Das Gut war wie viele Güter zur damaligen Zeit Krongut der Karolinger und als Lehen an die Grafen gekommen.


Am 29. Januar1166 wurde durch Kaiser Friedrich I, die Übergabe an das Kloster Ilbenstadt bestätigt. 1250 verkaufte das Kloster Ilbenstadt den Riedhäuserhof an das Kloster Eberbach. Damit besaß das Kloster 3 Höfe im Ried. Die Grafen von Dornheim und die Herren von Wolfskehlen besaßen ebenfalls Rechte an Riedhausen. Das Recht des Zehnten übernahm im 16. Jahrhundert die Landgräfliche Herrschaft.


In der Geschichte des Hofes gibt es die Verpflichtung einen Beschälhengst auf den Klösterlichen Weiden zu halten. 1715 wird daraus eine Deckstation des Hessischen Landes Gestütes. Dieses Gestüt befand sich ab 1720 im Ortskern von Dornheim, Heute steht dort das Feuerwehrhaus. In einer Urkunde von 1715 wird festgehalten dass die Dornheimer keine Kosten für das Decken ihrer Tiere zu entrichten hatten.


Der Riedhäuserhof wurde bekannt auch wegen der Füllimbs, durch seinen Imbiss. Die Mönche des Klosters hatten Weiden und einen Weg gepachtet von den Dornheimer Bürgern und zu der Pacht musste einmal im Jahr, am Pfingstmontag eine Mahlzeit ausgerichtet werden. Zu dieser kamen dann die Schultheißen und Schullehrer auf den Hof. Leider war das nicht immer eine friedliche Veranstaltung. Am 1.Juli 1698 kam es zu einem Vergleich, der darauf hinaus lief so das dass Kloster Eberbach, den Dornheimern jährlich einen Betrag bezahlen musste für den Imbiss. Somit gab er keine Füllimbs mehr.
In Dornheim gibt seit 1988 wieder so einen Imbiss, zwischenzeitlich müssen die Leute alles selbst bezahlen, aber Tradition lebt.
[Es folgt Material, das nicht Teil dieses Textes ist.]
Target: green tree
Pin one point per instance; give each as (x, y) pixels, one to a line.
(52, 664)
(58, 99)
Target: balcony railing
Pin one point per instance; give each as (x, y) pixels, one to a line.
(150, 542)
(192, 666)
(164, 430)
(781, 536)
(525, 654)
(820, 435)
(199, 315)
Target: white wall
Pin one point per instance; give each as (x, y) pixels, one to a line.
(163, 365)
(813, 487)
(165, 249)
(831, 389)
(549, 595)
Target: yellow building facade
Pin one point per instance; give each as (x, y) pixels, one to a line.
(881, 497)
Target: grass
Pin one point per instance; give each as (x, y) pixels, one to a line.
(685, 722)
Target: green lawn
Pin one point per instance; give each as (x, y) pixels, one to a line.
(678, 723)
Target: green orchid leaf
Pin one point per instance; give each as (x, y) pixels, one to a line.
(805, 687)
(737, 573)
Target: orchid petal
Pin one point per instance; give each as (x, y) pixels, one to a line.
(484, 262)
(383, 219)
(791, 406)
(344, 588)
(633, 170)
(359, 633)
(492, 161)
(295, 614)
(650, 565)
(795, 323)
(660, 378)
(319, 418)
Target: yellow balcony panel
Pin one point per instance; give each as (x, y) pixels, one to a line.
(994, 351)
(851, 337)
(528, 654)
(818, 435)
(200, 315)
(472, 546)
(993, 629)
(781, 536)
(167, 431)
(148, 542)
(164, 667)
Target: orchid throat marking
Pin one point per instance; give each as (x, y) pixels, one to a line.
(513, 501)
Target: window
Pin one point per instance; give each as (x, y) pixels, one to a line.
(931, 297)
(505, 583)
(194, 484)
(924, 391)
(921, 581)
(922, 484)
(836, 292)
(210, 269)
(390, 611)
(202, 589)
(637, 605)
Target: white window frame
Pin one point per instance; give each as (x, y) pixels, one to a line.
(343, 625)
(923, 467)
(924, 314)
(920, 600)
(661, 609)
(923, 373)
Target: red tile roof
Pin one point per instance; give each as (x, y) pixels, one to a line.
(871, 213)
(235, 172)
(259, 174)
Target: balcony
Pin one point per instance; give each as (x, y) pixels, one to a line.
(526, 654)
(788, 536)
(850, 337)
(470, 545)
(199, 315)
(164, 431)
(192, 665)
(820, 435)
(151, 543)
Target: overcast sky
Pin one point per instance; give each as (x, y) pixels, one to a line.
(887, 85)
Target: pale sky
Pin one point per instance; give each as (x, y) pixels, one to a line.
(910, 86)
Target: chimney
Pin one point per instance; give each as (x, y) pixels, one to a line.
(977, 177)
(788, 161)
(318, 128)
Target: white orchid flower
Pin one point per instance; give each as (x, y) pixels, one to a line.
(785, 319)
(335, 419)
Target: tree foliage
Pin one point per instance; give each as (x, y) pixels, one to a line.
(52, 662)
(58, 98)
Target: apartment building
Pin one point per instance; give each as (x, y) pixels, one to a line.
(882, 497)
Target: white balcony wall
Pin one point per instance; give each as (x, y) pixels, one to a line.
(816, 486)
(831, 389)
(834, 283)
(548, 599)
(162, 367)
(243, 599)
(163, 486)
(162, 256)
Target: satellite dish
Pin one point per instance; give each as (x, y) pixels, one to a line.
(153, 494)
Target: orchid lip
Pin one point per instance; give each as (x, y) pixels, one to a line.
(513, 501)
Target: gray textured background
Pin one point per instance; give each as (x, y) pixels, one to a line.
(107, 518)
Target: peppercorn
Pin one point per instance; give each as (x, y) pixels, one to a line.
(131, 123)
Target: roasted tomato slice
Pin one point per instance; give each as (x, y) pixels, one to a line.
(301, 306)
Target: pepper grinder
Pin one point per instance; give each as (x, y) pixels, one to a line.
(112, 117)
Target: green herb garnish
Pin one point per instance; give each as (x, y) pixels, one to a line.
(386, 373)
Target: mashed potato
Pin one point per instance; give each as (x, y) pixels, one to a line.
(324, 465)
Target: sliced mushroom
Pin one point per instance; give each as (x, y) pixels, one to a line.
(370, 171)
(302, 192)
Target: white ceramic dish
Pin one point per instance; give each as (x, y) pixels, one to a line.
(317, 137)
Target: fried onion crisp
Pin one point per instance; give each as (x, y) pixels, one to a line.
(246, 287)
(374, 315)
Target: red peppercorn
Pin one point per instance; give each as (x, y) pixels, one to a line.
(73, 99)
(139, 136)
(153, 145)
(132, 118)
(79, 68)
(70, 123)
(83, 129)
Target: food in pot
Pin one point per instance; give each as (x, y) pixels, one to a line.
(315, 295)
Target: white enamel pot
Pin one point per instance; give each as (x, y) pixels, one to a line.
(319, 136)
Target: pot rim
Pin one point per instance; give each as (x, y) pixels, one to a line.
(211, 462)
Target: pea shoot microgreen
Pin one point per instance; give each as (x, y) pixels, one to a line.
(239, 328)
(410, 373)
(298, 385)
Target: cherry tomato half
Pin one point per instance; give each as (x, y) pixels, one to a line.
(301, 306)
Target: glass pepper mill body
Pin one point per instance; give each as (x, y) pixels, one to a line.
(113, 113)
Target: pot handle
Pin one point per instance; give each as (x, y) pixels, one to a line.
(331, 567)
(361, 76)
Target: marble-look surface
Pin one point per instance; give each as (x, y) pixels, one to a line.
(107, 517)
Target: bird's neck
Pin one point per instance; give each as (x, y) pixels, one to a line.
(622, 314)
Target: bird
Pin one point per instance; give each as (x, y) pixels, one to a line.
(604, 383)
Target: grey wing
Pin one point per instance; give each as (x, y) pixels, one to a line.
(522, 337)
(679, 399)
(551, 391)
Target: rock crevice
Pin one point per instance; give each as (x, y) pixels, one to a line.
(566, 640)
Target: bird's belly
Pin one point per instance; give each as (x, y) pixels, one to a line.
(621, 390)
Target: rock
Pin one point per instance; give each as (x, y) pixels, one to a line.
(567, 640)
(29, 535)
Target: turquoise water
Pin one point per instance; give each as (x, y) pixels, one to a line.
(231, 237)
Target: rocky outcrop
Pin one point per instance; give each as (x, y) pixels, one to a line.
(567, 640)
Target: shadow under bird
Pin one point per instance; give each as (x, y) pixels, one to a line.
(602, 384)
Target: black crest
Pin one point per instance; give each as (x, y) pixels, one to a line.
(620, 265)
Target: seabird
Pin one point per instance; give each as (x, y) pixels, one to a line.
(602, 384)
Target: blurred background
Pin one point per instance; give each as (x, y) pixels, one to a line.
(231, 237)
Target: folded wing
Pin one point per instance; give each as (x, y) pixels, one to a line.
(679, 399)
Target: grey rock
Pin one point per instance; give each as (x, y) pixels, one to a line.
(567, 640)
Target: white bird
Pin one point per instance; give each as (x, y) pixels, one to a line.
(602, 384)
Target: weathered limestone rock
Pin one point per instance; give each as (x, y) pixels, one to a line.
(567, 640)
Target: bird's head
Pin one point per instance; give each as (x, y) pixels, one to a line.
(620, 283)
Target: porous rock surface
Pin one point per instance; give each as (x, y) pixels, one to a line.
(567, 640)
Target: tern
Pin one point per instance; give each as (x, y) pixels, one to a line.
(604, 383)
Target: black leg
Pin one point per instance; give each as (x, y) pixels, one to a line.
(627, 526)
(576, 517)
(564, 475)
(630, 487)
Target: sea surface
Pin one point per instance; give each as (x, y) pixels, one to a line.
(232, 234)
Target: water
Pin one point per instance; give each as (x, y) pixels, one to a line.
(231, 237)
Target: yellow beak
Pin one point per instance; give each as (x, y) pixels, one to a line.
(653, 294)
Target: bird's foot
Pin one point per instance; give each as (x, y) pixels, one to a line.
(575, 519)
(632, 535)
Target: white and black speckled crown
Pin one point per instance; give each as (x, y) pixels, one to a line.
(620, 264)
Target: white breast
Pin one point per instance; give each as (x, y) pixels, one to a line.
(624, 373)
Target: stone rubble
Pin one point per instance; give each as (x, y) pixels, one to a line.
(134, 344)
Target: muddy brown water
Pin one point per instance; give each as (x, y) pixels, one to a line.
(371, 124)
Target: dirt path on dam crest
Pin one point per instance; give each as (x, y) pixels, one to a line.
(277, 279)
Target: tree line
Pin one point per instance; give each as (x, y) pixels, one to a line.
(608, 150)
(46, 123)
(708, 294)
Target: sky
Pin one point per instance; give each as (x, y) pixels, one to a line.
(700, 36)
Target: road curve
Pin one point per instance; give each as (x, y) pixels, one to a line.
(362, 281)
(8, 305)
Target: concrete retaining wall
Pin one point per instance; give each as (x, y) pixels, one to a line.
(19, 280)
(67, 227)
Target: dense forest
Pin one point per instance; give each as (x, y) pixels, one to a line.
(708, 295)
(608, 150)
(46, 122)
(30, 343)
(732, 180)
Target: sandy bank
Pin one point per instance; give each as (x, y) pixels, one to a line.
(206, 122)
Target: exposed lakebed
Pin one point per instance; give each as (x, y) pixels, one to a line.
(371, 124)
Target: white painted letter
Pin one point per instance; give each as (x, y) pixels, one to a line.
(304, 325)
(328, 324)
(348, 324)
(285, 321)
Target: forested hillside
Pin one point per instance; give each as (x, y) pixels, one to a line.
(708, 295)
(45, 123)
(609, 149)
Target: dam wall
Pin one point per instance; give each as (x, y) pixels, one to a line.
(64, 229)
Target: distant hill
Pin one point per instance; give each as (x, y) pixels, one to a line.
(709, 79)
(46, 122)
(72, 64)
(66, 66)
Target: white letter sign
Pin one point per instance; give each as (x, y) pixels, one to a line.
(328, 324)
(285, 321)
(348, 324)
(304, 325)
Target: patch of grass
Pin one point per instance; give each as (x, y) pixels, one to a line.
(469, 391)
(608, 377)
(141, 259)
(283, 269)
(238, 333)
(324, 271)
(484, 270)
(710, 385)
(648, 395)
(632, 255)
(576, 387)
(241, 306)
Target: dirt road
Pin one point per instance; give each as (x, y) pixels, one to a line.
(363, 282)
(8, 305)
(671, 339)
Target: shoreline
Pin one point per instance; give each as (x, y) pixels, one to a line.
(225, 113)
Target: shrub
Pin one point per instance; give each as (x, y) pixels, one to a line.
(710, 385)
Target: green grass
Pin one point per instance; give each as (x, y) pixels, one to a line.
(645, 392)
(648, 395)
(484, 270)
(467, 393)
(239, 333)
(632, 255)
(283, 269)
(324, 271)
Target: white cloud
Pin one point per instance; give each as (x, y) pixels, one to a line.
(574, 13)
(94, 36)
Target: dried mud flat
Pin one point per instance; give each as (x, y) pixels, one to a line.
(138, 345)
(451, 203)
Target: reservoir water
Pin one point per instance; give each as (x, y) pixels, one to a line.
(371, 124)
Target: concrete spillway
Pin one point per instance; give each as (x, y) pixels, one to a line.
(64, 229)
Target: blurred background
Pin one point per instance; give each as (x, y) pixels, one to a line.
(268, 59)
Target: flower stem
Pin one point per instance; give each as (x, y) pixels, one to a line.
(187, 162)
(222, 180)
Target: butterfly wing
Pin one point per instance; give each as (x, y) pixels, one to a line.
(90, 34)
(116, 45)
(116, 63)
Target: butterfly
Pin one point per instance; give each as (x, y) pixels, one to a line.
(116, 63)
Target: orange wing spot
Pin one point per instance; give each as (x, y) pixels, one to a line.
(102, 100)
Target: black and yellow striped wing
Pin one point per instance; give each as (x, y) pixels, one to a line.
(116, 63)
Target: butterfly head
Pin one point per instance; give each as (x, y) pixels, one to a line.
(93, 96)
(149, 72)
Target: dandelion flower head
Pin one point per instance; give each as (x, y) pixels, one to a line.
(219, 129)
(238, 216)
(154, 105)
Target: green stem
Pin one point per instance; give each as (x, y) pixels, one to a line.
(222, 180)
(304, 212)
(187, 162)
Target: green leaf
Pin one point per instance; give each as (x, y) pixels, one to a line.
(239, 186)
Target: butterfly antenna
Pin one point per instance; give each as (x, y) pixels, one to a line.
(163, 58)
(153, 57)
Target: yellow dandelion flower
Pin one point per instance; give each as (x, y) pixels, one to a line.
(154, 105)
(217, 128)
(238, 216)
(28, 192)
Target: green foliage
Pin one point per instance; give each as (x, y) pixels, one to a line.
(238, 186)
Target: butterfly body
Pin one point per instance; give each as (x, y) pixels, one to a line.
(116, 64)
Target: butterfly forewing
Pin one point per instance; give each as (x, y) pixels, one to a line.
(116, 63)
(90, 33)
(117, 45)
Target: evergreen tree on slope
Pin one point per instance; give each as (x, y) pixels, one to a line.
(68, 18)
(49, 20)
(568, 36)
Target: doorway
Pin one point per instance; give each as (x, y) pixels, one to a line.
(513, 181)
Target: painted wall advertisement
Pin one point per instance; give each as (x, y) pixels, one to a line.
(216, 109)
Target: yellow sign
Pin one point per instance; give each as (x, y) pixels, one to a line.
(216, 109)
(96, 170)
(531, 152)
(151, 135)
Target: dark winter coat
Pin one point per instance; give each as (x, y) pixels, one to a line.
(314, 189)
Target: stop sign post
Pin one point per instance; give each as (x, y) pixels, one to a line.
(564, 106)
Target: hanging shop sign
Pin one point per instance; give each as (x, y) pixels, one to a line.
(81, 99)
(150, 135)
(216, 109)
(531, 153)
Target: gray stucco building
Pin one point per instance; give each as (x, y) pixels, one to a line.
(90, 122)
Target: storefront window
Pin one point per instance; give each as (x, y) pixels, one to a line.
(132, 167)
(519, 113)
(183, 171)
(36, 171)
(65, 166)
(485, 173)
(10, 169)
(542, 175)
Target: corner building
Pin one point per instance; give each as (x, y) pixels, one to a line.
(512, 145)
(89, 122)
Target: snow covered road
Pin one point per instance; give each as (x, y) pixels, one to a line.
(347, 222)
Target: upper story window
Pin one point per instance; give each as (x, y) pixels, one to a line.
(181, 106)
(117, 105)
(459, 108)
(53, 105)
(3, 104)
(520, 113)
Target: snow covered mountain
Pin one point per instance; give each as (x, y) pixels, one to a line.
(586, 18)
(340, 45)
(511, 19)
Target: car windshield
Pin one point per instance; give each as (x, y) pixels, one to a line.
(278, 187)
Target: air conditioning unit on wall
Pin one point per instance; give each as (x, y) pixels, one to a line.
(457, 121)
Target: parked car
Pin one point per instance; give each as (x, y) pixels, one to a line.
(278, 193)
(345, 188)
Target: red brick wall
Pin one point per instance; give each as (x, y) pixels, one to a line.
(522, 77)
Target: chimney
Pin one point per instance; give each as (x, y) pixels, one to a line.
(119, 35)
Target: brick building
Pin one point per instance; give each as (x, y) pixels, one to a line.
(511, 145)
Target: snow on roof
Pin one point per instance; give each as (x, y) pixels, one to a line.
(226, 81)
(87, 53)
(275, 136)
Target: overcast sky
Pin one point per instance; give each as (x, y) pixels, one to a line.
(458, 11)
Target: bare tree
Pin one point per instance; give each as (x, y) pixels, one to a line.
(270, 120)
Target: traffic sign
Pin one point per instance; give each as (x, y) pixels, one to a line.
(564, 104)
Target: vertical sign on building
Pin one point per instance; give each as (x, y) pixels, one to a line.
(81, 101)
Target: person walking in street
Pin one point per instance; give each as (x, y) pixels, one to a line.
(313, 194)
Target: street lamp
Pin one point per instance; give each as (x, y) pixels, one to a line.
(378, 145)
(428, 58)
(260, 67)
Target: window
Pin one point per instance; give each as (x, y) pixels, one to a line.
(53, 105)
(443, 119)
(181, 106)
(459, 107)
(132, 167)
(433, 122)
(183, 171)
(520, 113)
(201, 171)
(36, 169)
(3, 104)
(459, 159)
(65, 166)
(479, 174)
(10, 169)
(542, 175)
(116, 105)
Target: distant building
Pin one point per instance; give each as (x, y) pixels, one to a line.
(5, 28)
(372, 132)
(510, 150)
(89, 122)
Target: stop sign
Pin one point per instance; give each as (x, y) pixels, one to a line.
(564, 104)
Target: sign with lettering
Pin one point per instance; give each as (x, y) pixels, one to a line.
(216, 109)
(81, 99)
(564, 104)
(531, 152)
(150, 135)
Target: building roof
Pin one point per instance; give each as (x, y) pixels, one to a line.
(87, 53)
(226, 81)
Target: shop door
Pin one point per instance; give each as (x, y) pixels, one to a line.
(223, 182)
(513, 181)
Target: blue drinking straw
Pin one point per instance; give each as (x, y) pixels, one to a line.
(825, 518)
Es ist nicht überliefert wie lange der Riedhäuserhof von den Mönchen bewirtschaftet wurde. Man kann sich nur auf Verträge die sich auf Verpachtungen beziehen verlassen. Durch den Luneviller Frieden gelangte der Riedhäuserhof in den Besitz des Hessischen Staates.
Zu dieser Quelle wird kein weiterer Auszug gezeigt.